Кривлюсь и отворачиваюсь.
— Ты мне не веришь, — утвердительно говорит он.
— Нет. Не верю. Что-то я не вижу на улицах среди бедных людей тех, кому повезло, и они выиграли в чём-то. Никому не помогает доброта. Наоборот, людям приходится воровать, лгать и убивать, чтобы выжить.
— Ты говоришь о людях бедных в человеческом смысле, Энрика. Если человек богат внутри, то он будет бороться. Он не возьмёт чужое. Он не подумает о воровстве, даже если ему хочется очень есть. У меня есть доказательство.
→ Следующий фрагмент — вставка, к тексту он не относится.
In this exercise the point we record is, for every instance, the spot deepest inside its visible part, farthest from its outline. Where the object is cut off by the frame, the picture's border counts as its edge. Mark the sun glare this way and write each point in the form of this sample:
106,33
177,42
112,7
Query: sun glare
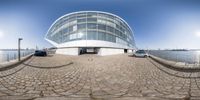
1,34
198,33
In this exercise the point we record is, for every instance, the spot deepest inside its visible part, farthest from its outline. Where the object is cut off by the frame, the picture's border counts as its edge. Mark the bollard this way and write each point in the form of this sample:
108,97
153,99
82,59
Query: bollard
7,57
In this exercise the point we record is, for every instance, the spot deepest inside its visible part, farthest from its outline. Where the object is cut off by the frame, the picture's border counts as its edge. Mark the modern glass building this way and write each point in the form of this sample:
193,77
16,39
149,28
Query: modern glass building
91,32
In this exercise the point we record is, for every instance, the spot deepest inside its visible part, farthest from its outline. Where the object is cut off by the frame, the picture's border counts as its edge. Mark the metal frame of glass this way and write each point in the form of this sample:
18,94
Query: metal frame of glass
91,25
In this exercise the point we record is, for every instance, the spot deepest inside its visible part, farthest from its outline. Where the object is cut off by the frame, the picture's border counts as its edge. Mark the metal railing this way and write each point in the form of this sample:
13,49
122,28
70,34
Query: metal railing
7,57
188,60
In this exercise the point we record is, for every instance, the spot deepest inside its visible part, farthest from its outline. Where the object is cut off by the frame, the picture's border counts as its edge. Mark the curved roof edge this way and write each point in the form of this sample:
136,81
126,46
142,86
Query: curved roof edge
89,11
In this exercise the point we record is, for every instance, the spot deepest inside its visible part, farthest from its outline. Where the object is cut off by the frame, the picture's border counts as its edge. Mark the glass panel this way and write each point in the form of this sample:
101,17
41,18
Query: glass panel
81,26
70,29
91,26
102,27
72,36
91,14
81,35
81,20
91,19
65,30
110,29
101,36
81,16
91,35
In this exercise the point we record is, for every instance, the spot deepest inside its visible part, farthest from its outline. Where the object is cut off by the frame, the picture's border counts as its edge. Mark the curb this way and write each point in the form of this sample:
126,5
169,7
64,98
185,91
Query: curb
9,65
174,65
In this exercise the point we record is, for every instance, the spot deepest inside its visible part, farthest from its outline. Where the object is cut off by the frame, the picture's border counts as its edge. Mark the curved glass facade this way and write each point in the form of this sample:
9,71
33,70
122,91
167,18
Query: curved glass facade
91,25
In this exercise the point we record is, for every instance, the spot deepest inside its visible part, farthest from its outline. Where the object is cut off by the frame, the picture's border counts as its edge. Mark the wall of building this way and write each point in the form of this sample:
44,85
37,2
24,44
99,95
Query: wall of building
110,51
68,51
130,51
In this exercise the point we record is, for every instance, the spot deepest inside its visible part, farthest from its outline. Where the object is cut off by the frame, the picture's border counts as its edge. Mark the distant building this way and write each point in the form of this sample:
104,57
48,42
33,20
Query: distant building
91,32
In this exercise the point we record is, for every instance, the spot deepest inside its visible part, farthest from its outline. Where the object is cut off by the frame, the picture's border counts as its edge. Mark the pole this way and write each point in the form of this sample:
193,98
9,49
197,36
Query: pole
19,55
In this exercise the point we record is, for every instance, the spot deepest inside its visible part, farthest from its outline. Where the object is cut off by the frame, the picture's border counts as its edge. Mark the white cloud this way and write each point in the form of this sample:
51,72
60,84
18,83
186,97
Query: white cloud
1,34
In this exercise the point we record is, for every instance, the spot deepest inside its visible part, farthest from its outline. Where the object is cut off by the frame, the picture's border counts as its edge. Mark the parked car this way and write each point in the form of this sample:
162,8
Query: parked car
40,53
141,53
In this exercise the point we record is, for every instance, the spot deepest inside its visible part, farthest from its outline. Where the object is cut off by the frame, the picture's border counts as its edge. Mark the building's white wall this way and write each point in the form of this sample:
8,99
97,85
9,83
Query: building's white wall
110,51
68,51
92,43
130,51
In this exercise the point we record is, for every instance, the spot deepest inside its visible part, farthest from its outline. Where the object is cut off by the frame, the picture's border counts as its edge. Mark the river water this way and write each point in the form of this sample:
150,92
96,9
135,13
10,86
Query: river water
8,55
190,57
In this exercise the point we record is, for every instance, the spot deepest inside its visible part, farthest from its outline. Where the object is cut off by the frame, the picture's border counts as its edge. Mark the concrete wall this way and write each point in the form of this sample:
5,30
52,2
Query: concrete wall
130,51
110,51
68,51
92,43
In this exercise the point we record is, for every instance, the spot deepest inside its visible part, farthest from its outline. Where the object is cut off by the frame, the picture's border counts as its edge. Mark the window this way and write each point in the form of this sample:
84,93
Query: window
91,26
101,36
81,35
91,14
110,29
91,19
81,26
81,20
74,27
102,27
91,35
72,36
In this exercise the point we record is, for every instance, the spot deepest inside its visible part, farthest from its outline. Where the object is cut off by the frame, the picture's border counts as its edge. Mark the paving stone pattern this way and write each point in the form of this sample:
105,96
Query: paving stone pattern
91,77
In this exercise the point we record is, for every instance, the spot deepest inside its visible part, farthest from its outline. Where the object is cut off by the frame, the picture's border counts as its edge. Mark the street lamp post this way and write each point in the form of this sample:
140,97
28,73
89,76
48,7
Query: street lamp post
19,56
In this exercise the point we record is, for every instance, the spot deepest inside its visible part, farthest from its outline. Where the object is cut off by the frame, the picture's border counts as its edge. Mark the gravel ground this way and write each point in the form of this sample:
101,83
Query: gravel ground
92,77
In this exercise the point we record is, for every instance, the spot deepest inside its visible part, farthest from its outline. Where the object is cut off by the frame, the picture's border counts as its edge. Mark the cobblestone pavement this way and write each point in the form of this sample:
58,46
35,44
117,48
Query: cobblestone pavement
91,77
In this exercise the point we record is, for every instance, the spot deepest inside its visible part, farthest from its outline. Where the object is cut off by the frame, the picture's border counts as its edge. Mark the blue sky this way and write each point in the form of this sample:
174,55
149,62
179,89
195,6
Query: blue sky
157,24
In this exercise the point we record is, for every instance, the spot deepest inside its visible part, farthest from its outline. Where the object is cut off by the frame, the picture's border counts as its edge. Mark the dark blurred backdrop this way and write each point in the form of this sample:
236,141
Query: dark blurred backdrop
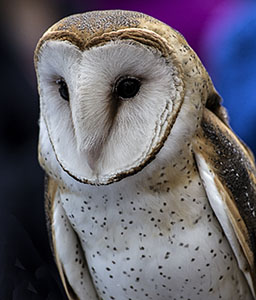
222,32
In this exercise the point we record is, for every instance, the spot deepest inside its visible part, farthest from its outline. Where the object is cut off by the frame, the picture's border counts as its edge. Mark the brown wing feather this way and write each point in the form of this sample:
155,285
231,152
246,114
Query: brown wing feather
235,178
— И какое же? — Язвительно хмыкаю я.
— Ты. Разве ты украла еду, хотя была голодна? Ты взяла деньги, которые тебе заплатили за молчание? Ты забралась в чужой дом и убила кого-то, чтобы жить там или же просто поспать? Нет. Так что, богатство внутреннее никогда не даст человеку умереть. Он всегда найдёт свою дорогу.
— Ты подлизываешься ко мне?
— Прости, что? — Слэйн бросает на меня взгляд и его глаза полны удивления. — Я к тебе даже не притрагивался ещё. Тебе это нравится?
— Что? — Взвизгиваю я. — Боже мой, я не об этом! Я…о том, что ты специально говоришь красивые слова мне, чтобы подавить моё сопротивление! Иисусе, Слэйн, я никогда… то есть… закрыли тему!
Я чувствую, как мои щёки начинают гореть от смущения. Боже мой, это американское выражение, а он ирландец. Конечно. Господи…
— Я не против, Энрика. Мне это нравится. Я предпочитаю доставлять женщине удовольствие разными способами, пока восстанавливаюсь. Я говорил, что секс порой у меня очень долгий, и женщины могут потерять сознание или почувствовать себя плохо. Поэтому я выбираю тех, у кого есть опыт.
Теперь мне плохо. Мне очень плохо. Пожалуйста, пусть он прекратит. Ненавижу все эти разговоры. Они меня… смущают.
— Я тебе точно не подхожу. Я не имею ни малейшего опыта, — резко произношу я, надеясь, что на этом всё закончится.
— Ты девственница, Энрика? — И хоть бы капельку удивления в голосе или возмущения, или чего-то ещё. Нет. Я не понимаю его эмоций.
— Хм, нет. Но после того, как меня избили, знаешь, всё желание пропало, — едко припоминаю я.
— Ты всегда будешь меня ненавидеть за это. Я могу сделать так, чтобы перед тобой извинились или прикажу, чтобы моего помощника избили. Тебе легче станет?
— Боже, нет. Не надо никого бить! — Повышаю с ужасом голос.